Even the inventor of the world wide web isn't immune from online crime. Sir Tim Berners-Lee, who developed the idea for today's interwebs two decades ago, has told The Telegraph he was recently hoodwinked by a fraudulent website when he went online to buy a Christmas present. "The moment I called the 0800 number listed on the …
"I personally feel that if you have systems that allow you to isolate the infected systems and cut them off until they have been disinfected, it would be a way of preserving service for everyone else," he said. "It would reduce the amount of spam by a huge amount and making the internet a place where viruses don't thrive."
The uni I work at is testing a commercial backend that does just this in a new building. We are expecting to have the last bugs ironed out in another quarter for cross-campus deployment.
now there is an idea.
some of the nasties out there use specific communication messages to call home.
how hard would it be for a provider to close the downstream port when such a packt is detected. you would get a fixed page that your machine is infected with some nasty. the only pages accessible would be virus scan sites...
"But despite frequent calls for ISPs to rein in abuse on their networks, there's little evidence most providers bother to take such actions."
So were not counting P2P as abuse this time? I'm never sure where el Reg is on that one...
Yes, it would be nice...
If cops, ISP's and so on protected us from all the bad people, in the world. Now, back to reality: they never have and they never will. Whether on the 'net or off, each of us is responsible for our own safety.
My advice, to Berners-Lee or anyone else who'd prefer not to be "ripped off", is: do your "due diligence"; assuming everything is what it appears to be, on the 'net or off, isn't too bright and can be dangerous.
Oh yah, and if you don't like receiving "spam", use a web-based service, such as G-mail, with filters and forwarding, employ temporary re-directors, such as TrashMail, and, if you must post a permanent e-mail address, do so in such a way as it's not "machine readable".

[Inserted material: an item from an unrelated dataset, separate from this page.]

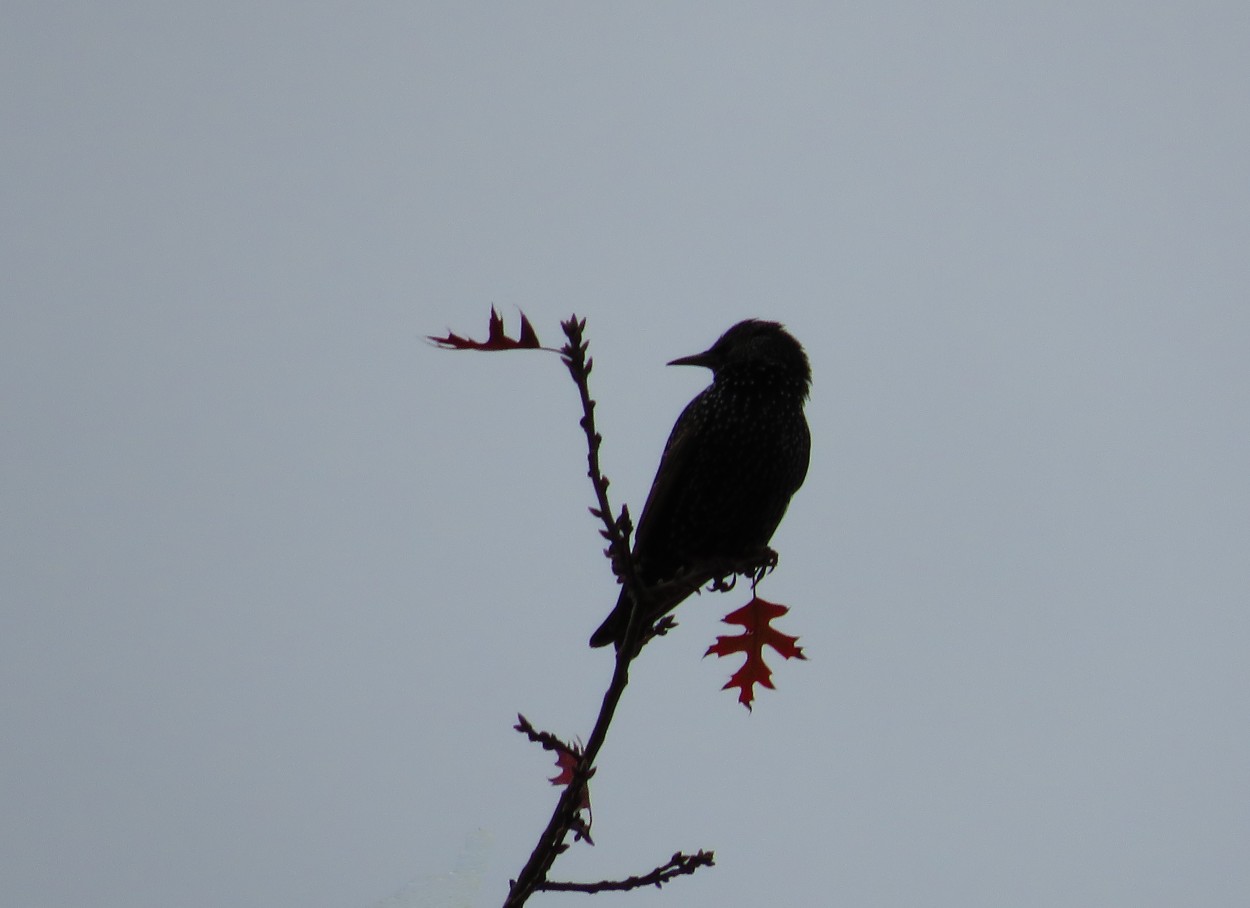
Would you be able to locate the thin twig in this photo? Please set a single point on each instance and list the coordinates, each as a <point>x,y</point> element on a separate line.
<point>679,866</point>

"Sometimes we need new laws, but in other cases we need to realise that old laws can still be applied to the web."
Sadly the old laws are pretty toothless if your criminal and victim live in different countries. If IP addresses (and DNS) were a reliable indicator of the legal jurisdiction of the originator, then life would be very different. 99% of home users (and a whacking proportion of business users) could block email from all "foreign" addresses without affecting their social or business lives at all and if web browsers had some technical means to "put all foreign web sites in the untrusted zone" then that probably wouldn't hurt many users either.
Think of it as a really simply authentication scheme for network packets, that requires only the co-operation of a relatively small number of routers at international junctions, but gives all end-users the power to filter according to a really useful criterion -- "If this turns out to be a scam, can I trace and sue the bastard at the other end?".

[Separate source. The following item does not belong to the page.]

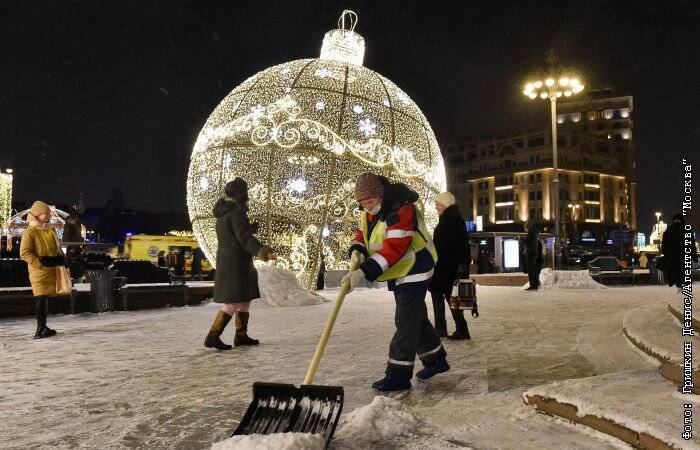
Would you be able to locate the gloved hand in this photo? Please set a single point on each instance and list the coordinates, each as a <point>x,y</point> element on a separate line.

Of course, this would require a considerable amount of network renumbering, so it is probably too late for IPv4. It probably isn't too late for IPv6, though. Not only have most countries not deployed much of this yet, IPv6 has a large enough address space to make it work and (as I understand it) rather easier to renumber en masse.
What TBL describes is Network Access Control...
... And there are products out there already. It's just a question of implementing hardware solutions that will allow you to do this via Radius or similar - To quarantine consumers who are affected into a walled garden that will allow them to fix their PCs, be checked for that, and then be let out into the wild again.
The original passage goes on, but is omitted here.